Having a child means your financial responsibilities increase tenfold. Aside from providing immediate needs, you also need to consider whether you’ll help pay for college expenses.
I think all parents would prefer to help their kids pay for college. That said, everyone may not have the opportunity or the means to do so.
If you really want to help financially when your kids go to college, you’ll have to make it a priority and add it to your budget. Here are 5 painless ways to save for your child’s college expenses.
1. 529 Education Account
This is probably the most common way to save for college expenses. 529 plans are set up through the state and use mutual funds to invest the money for you.
The funds you contribute can be tax deductible if they are made with pre-tax dollars. Plus, you can withdraw the money for education-related expenses tax-free.
I opted to go with a 529 Education account. These plans are set up by the state, and use large mutual funds by companies such as Vanguard and TIAA CREF to invest the money for you. The funds can be taken out of your pre-tax salary, and education-related withdrawals are also tax-free, meaning you can save a nice chunk of change in the long run in taxes alone.
The great thing about this savings method is that you can automate it and let compound interest do its work over the years.
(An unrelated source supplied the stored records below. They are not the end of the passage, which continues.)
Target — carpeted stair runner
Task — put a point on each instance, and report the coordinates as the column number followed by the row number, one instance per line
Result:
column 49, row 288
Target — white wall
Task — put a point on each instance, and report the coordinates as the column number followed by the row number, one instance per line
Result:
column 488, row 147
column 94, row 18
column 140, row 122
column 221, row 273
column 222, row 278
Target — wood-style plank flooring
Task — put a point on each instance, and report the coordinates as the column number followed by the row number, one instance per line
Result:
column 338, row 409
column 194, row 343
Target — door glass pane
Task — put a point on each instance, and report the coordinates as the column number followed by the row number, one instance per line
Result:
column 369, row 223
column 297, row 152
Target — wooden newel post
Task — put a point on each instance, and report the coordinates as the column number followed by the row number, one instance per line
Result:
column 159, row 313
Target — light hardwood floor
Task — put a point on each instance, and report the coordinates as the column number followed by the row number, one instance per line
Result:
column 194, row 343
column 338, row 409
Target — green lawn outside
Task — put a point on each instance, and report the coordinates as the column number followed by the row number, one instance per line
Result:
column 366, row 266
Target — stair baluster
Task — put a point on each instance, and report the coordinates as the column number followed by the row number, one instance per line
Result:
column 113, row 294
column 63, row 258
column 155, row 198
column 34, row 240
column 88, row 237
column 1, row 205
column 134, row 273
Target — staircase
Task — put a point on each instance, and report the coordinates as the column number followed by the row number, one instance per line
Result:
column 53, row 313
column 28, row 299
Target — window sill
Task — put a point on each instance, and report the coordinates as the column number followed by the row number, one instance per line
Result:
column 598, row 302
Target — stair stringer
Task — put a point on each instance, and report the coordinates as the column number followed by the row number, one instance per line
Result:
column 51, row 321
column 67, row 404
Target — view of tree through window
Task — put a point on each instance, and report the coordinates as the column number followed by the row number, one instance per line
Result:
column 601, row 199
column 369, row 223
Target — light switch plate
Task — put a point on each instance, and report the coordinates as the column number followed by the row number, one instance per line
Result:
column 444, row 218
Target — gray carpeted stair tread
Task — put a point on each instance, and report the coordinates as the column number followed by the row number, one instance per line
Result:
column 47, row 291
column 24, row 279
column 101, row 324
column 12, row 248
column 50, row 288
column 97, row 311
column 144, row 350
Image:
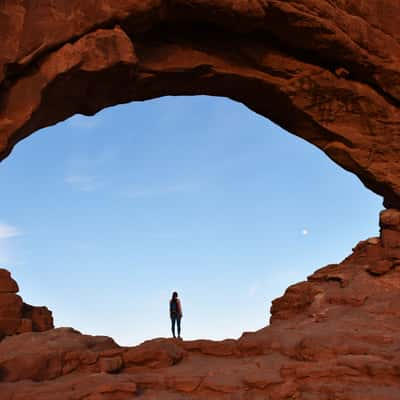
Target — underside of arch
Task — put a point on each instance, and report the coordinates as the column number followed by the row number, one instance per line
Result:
column 327, row 72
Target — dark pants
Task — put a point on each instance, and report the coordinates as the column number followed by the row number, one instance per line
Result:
column 176, row 319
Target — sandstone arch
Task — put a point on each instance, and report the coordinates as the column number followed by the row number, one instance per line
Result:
column 326, row 71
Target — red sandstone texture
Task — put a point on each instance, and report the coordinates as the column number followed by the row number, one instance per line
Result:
column 333, row 337
column 16, row 316
column 328, row 71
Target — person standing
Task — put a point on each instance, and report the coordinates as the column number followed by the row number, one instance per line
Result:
column 175, row 312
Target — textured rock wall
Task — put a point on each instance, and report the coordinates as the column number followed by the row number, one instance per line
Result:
column 332, row 337
column 326, row 71
column 15, row 315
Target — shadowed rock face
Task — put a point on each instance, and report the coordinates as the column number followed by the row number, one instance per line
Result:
column 326, row 71
column 16, row 316
column 334, row 336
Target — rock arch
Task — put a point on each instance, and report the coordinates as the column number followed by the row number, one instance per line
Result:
column 326, row 71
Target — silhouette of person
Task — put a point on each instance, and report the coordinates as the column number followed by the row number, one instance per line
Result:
column 175, row 312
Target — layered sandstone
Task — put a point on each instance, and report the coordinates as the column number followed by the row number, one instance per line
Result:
column 15, row 315
column 326, row 71
column 334, row 336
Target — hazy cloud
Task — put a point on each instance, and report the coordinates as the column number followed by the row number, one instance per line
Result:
column 155, row 191
column 8, row 231
column 253, row 289
column 84, row 183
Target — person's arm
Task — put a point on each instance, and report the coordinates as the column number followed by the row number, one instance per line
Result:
column 179, row 307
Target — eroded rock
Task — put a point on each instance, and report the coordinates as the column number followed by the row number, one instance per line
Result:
column 332, row 70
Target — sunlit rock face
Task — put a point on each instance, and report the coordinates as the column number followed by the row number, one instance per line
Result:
column 15, row 315
column 334, row 336
column 326, row 71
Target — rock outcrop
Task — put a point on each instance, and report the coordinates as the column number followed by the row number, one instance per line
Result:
column 327, row 71
column 334, row 336
column 15, row 315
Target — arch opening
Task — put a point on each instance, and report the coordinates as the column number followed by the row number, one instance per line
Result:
column 224, row 200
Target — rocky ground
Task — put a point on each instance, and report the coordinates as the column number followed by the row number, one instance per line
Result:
column 332, row 337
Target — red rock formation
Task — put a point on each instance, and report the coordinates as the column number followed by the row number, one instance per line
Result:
column 326, row 71
column 16, row 316
column 334, row 336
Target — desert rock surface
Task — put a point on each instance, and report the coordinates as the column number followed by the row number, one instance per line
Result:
column 334, row 336
column 327, row 71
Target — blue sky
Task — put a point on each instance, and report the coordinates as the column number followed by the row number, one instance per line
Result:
column 103, row 217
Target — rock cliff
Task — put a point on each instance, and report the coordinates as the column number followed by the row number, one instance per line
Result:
column 334, row 336
column 15, row 315
column 327, row 71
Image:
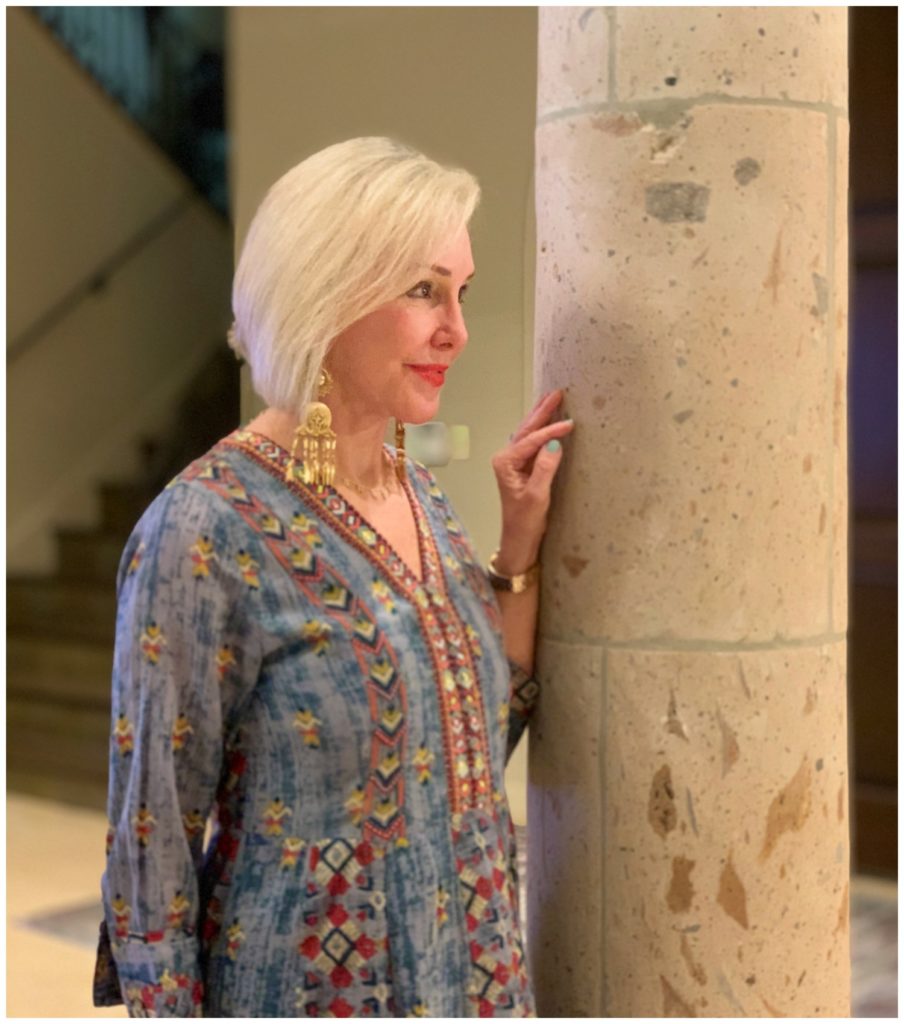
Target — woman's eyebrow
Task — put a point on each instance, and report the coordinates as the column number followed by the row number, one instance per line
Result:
column 446, row 271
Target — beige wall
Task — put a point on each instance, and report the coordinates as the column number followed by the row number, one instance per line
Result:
column 82, row 180
column 460, row 84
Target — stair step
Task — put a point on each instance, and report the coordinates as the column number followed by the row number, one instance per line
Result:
column 122, row 506
column 60, row 609
column 76, row 675
column 88, row 554
column 51, row 745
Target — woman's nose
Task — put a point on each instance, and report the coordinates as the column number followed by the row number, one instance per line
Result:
column 456, row 332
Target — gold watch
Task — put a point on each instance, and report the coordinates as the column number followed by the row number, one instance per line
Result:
column 516, row 584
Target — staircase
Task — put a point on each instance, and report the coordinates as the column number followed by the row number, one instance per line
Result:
column 60, row 628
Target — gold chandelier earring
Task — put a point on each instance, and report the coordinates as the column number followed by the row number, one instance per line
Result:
column 400, row 451
column 317, row 439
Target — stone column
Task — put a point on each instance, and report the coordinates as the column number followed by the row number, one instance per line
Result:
column 688, row 770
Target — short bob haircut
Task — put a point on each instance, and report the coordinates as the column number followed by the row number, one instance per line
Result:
column 339, row 235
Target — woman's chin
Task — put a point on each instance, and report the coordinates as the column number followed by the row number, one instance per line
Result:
column 421, row 412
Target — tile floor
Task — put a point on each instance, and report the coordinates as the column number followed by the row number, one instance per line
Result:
column 52, row 906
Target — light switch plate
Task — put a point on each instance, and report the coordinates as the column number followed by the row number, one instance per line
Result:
column 436, row 443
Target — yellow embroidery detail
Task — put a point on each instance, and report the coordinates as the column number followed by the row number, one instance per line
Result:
column 441, row 900
column 135, row 560
column 249, row 569
column 194, row 823
column 153, row 641
column 122, row 733
column 308, row 726
column 273, row 814
column 202, row 554
column 318, row 634
column 422, row 760
column 292, row 847
column 176, row 909
column 224, row 659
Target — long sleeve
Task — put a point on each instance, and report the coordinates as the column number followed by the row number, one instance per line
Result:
column 525, row 691
column 185, row 658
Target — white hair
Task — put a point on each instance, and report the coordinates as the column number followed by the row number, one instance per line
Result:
column 336, row 237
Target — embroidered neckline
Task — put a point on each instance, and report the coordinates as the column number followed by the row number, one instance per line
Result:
column 335, row 509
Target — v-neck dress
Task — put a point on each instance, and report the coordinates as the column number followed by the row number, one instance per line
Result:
column 307, row 810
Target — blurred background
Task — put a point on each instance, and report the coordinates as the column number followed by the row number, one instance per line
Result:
column 139, row 142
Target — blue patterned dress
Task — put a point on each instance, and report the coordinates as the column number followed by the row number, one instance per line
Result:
column 307, row 812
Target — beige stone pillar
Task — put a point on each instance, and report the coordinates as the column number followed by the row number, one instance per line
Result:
column 688, row 779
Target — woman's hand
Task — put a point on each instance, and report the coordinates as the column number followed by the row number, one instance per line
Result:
column 524, row 471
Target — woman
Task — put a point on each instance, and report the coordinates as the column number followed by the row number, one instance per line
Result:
column 310, row 664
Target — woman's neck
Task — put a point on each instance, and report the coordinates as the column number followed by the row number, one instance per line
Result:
column 358, row 444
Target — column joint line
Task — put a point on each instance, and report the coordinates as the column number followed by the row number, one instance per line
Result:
column 690, row 645
column 602, row 745
column 831, row 146
column 611, row 17
column 682, row 104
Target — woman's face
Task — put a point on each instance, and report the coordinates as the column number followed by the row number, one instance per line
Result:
column 375, row 360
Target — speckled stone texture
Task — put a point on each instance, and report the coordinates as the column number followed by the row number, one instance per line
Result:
column 688, row 774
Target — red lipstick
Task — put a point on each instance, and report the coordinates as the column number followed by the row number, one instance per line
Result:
column 433, row 373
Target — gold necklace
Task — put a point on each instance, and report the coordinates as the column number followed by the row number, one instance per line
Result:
column 380, row 492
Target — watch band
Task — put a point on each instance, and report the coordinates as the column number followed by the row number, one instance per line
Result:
column 515, row 584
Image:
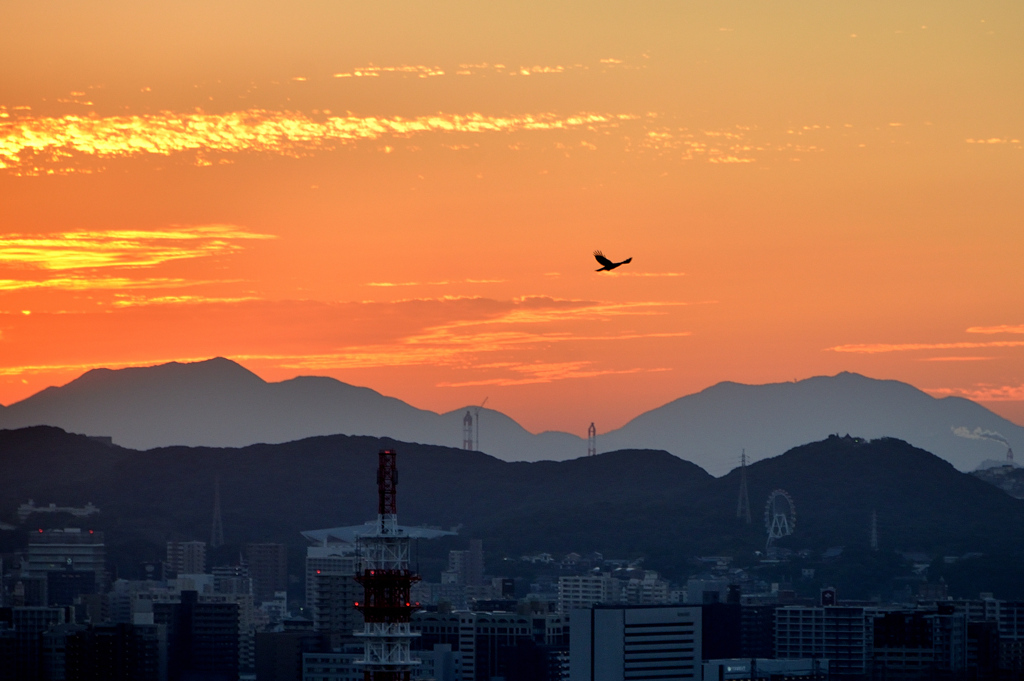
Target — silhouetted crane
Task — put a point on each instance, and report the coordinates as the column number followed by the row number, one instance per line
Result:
column 608, row 265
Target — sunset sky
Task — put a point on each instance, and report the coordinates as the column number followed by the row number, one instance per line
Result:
column 407, row 196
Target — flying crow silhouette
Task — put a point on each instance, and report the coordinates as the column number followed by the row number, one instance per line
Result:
column 608, row 265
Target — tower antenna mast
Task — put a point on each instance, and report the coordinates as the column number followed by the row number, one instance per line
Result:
column 743, row 503
column 478, row 449
column 217, row 526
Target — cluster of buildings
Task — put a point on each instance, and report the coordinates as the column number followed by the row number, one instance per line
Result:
column 64, row 619
column 367, row 616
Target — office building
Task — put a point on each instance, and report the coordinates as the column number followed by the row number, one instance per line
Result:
column 268, row 569
column 202, row 638
column 608, row 643
column 186, row 557
column 584, row 591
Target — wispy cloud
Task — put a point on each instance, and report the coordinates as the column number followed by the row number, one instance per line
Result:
column 656, row 274
column 97, row 283
column 137, row 301
column 27, row 141
column 441, row 283
column 982, row 392
column 120, row 248
column 872, row 348
column 372, row 71
column 1001, row 329
column 525, row 374
column 521, row 325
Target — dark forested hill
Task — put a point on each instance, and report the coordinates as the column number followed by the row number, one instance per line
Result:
column 628, row 503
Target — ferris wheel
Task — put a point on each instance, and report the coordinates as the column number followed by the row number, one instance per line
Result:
column 780, row 516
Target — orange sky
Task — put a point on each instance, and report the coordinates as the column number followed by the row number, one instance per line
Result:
column 407, row 197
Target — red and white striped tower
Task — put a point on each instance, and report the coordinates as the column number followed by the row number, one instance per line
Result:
column 386, row 580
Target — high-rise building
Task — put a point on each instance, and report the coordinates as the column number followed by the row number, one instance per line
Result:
column 186, row 557
column 608, row 643
column 79, row 556
column 202, row 638
column 841, row 634
column 584, row 591
column 29, row 625
column 104, row 651
column 327, row 559
column 498, row 644
column 334, row 611
column 268, row 568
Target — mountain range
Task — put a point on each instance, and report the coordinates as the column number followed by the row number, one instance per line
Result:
column 626, row 504
column 218, row 402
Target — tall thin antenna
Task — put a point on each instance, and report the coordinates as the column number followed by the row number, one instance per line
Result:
column 217, row 526
column 467, row 431
column 478, row 448
column 743, row 503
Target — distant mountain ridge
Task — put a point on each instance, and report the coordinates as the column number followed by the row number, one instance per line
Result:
column 625, row 504
column 218, row 402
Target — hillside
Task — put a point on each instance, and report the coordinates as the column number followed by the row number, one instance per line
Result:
column 218, row 402
column 631, row 503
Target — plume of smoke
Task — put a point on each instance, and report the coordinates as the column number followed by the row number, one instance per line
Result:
column 979, row 433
You don’t have to contribute a ton of money in the beginning if you can’t afford it as you can always increase your contributions.
2. Automatic Investing
One thing people don’t like about 529 plans is how they can be restrictive at times in terms of what you can use the savings for. There’s no telling what type of college your child might want to go to or what other expenses they’ll have that you can help cover at the time.
While you can use 529 funds to cover costs like room and board, your son or daughter may receive a scholarship that covers those expenses already and need help in other areas.
They may even want to go to trade school and start a business right after high school. Who knows.
This is why automatic investing may be a better solution for more flexible future plans. You can open a brokerage account and have a set amount of money transferred from your checking account monthly.
Robo-advisor investing sites like Motif help make automatic investing easy so you can reach your savings goal without having to put in a ton of effort and come up with your own strategy.
You simply tell Motif what your goal is and how much you wish to contribute each month. Once you specify your risk tolerance, they do all the investing for you.
The key is just to start saving early.The key is just to start saving early. Click To Tweet
3. Real Estate Income
Another painless way to save for your kid’s college expenses is by using real estate income. If you have another property that you rent out or plan to sell your home to downsize eventually, you can use that income to fund college expenses.
This is something my husband and I hope to do. When we’re ready, we want to buy a rental house or either rent out our own home for extra income.
The monthly cash flow along with our savings will help our son cover some of his college tuition costs and other expenses during college.
If you don’t want to deal with being a landlord, you can get into crowdfunded real estate. This is where you become a part of a group of people who pool their money with other investors and lend it to real estate investment property owners.
They do all the work and deal with renting the property out and maintaining it. You get to split the return with the other investors. Some crowdfunded real estate sites have strict income and net worth requirements, but sites like Realty Shares and Fundrise have more lenient requirements.
Tip: Another idea is to list an extra room or space on Airbnb.
4. Peer Lending
Don’t want to get into real estate? Your best bet is to invest but you don’t have to invest in the stock market. You can also try peer lending.
Peer lending is similar to crowdfunded real estate only you pool your money together with others to offer loans to borrowers. Some borrowers who can’t find good loan terms with a bank or private lender rely on sites like Upstart, Peer Street, and the Lending Club.
These companies use your money to provide the loan funds and charge a slightly higher interest rate so you’ll get a decent return. You don’t need a lot of capital to start doing this and you can keep reinvesting your earnings over time to build up a solid stash of money for your kids’ college expenses.
5. Let Your Child Pitch In
Letting your child pitch in and contribute to their college savings is a painless way to grow their account because it’s less work you have to do on your end. If your teen gets a job, you can require that they set aside 1/2 or 1/3 of their earnings for their college fund.
If your child starts a part-time job around 15 and works through high school, that’s at least 4 years of savings.
You can also start saving a portion of any gifts or cash they receive as kids. If they receive so much birthday money that they don’t know what to do with it, you can take 25% – 50% of it and deposit it into the college savings fund. You can even split their allowance between spending money and college savings.
Over time, all of those small contributions will add up and they will appreciate having some money to spend during college years.
When you think about it, kids seem to grow up fast so your time is limited when it comes to setting aside money for college. However, if your child is under the age of 18, you still have time and can use it to your advantage. Start small and make it a painless process.
Have you started saving for college for your kids yet? What methods are you using?